Los vuelos tuvieron un promedio de 8 horas por jornada -el más largo fue de 1.200 kilómetros, entre Islandia y Noruega, de 10 horas de duración- y atravesar todo el país gobernado por el presidente Vladímir Putin les llevó un total de 20 días. Pasearon en ocho ciudades rusas que los dejaron maravillados, y hubo momentos tensos en algunos tramos porque cuando sobrevolaron Moscú no tenían GPS activo, y debieron hacerlo a no más de 500 pies de altura, guiados por el instrumental y un controlador aéreo.

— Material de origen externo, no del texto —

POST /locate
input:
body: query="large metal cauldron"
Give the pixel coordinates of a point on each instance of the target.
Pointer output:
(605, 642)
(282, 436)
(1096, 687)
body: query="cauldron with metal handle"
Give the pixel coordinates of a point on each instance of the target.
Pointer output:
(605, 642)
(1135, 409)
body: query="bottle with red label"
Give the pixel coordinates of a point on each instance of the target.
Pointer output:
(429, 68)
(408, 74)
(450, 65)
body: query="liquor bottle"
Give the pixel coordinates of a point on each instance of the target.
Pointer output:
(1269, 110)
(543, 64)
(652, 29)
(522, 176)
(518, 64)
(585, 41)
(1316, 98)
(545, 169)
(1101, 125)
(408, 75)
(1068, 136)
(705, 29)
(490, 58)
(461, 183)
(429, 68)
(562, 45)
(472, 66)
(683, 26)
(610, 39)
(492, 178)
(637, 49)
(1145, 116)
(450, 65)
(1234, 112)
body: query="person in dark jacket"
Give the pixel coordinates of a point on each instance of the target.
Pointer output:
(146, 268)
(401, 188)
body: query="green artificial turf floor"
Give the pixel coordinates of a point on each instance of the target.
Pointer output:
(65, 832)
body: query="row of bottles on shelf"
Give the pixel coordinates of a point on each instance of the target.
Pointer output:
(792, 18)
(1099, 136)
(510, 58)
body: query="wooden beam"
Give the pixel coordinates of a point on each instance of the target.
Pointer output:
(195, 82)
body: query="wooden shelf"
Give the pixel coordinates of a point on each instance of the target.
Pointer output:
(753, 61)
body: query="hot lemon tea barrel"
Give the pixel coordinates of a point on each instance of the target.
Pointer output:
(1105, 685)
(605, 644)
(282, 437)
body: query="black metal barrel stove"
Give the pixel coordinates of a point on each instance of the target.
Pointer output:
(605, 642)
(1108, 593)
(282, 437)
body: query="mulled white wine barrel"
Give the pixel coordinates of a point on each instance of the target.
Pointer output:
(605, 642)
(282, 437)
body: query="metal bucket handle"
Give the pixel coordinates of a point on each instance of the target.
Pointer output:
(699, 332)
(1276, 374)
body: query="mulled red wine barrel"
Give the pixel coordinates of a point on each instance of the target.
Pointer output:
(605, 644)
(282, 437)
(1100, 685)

“Nos pasó de atravesar tormentas, lluvias fuertes, tener principio de engelamiento, turbulencias, montañas cerca, baja visibilidad en distintos tramos, y algunos colegas me decían asombrados: ‘Cruzaste cuatro horas sobre el agua’, y la verdad es que el motor no sabe si está volando sobre tierra o sobre agua, y se puede parar en cualquier momento porque hay muchas piezas y cualquiera que se rompa es un riesgo”, indica el piloto. Ambos aseguran que iban confiando en la providencia divina, tenían una imagen de la Virgen de Loreto, la virgen de los aviadores, rezaban un rosario y después escuchaban música.
“Tomábamos mate hasta que se acabara el agua caliente, comíamos los sanguchitos que preparaba Betina la noche anterior, comíamos galletitas, y así íbamos, muy concentrados en lo que estábamos haciendo”, describe. Algunas veces llegaban muy tarde por el cambio de horario en cada país, y todo estaba cerrado para comprar más víveres. “Bajamos cuatro kilos cada uno, porque nos hemos pasado de largo algunas cenas y nos fuimos directo a descansar”, confiesan.
Las barreras idiomáticas fueron también un desafío, porque salvo en el país de origen, las comunicaciones aeronáuticas fueron siempre en inglés. “Se nos hizo difícil en los lugares como Estados Unidos y el Reino Unido porque hablan muy rápido, en cambio en Brasil el inglés que hablan es similar a como hablamos nosotros, más despacio, con una pronunciación más inteligible, y en Rusia nadie hablaba inglés, salvo los controladores de vuelo, así que les escribíamos en castellano en Google Translate y le mostrábamos la traducción; además de usar muchas señas también”, detallan.
Siguieron por territorio ruso hasta llegar de nuevo a tierras norteamericanas, al estado de Alaska. “Dimos toda la vuelta y llegamos al final de la travesía, porque la Tierra es redonda, mal que le pese a los terraplanistas, y se llega”, expresa Claudio. Y enseguida confiesa: “A mí se me hizo muy rápido, ni bien llegué: ‘Yo ya quiero volver a dar otra vuelta’”.